The council has requested more information about a planning application in a Doncaster village, that could pave the way for the controversial process of fracking for shale gas.
This comes after Nottinghamshire County Council received more than 2,000 responses during public consultation on the plans, which if successful would see energy giant IGas explore for shale gas on land off Springs Road in Misson.
The council says it has requested additional information on areas such as site selection and sequential testing, surface water run-off and ecology.
A second-round of public consultation will take place after the additional information requested by the council has been provided.
Sally Gill, Planning Manager for Nottinghamshire County Council said: “It’s perfectly normal for the council to request further information from an applicant as part of the planning process, especially in the case of a complex application like this one. This process provides the applicant with an opportunity to address any concerns raised and provide additional information, not included in the initial application, which answers questions raised during the consultation.”

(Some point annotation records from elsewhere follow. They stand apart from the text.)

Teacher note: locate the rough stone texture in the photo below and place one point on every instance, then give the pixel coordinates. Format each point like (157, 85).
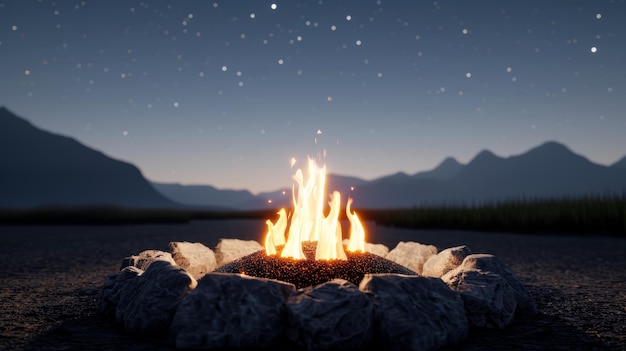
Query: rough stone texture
(147, 303)
(490, 263)
(411, 255)
(333, 315)
(195, 258)
(415, 313)
(377, 249)
(228, 250)
(231, 311)
(489, 301)
(311, 272)
(445, 261)
(145, 258)
(111, 288)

The application is for the development of a shale gas well site which would involve the drilling of two exploratory shale gas wells - one vertical and one horizontal - along with ancillary works.

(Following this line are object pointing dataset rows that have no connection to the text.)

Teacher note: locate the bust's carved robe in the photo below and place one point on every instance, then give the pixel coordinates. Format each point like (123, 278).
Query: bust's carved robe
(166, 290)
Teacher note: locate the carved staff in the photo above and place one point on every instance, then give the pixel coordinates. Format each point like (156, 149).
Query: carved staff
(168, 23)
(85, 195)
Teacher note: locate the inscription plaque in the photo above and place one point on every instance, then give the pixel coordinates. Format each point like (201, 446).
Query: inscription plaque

The vertical well would be drilled to a depth of approximately 3,500 metres and, subject to the results of the vertical well, a second well may be drilled, initially vertically before being directed horizontally in a southerly direction within one of the potentially productive horizons. At its peak there would be an average of 18 HGV and 10 light vehicles visiting the site per day.
IGas is applying to carry out test drilling to check the suitability of the rock for shale gas extraction. The application does not include any proposals for hydraulic fracturing, known as ‘fracking’.

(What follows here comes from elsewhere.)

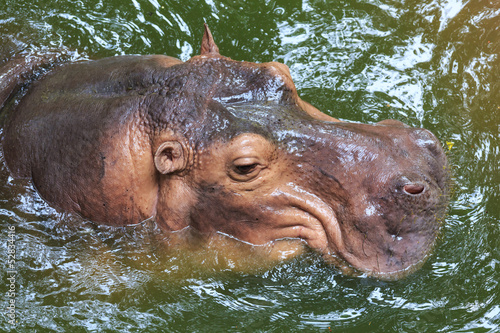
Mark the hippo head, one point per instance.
(227, 146)
(266, 166)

The County Council sought the views of over 40 organisations during the initial consultation period between 28 October and 23 December. These included statutory consultees, neighbouring local authorities and landowners, County Council departments, national Government departments and agencies and wildlife organisations.
Letters were also sent to nearby residents and notices posted in the local area highlighting how they can get involved and register their comments about the proposals.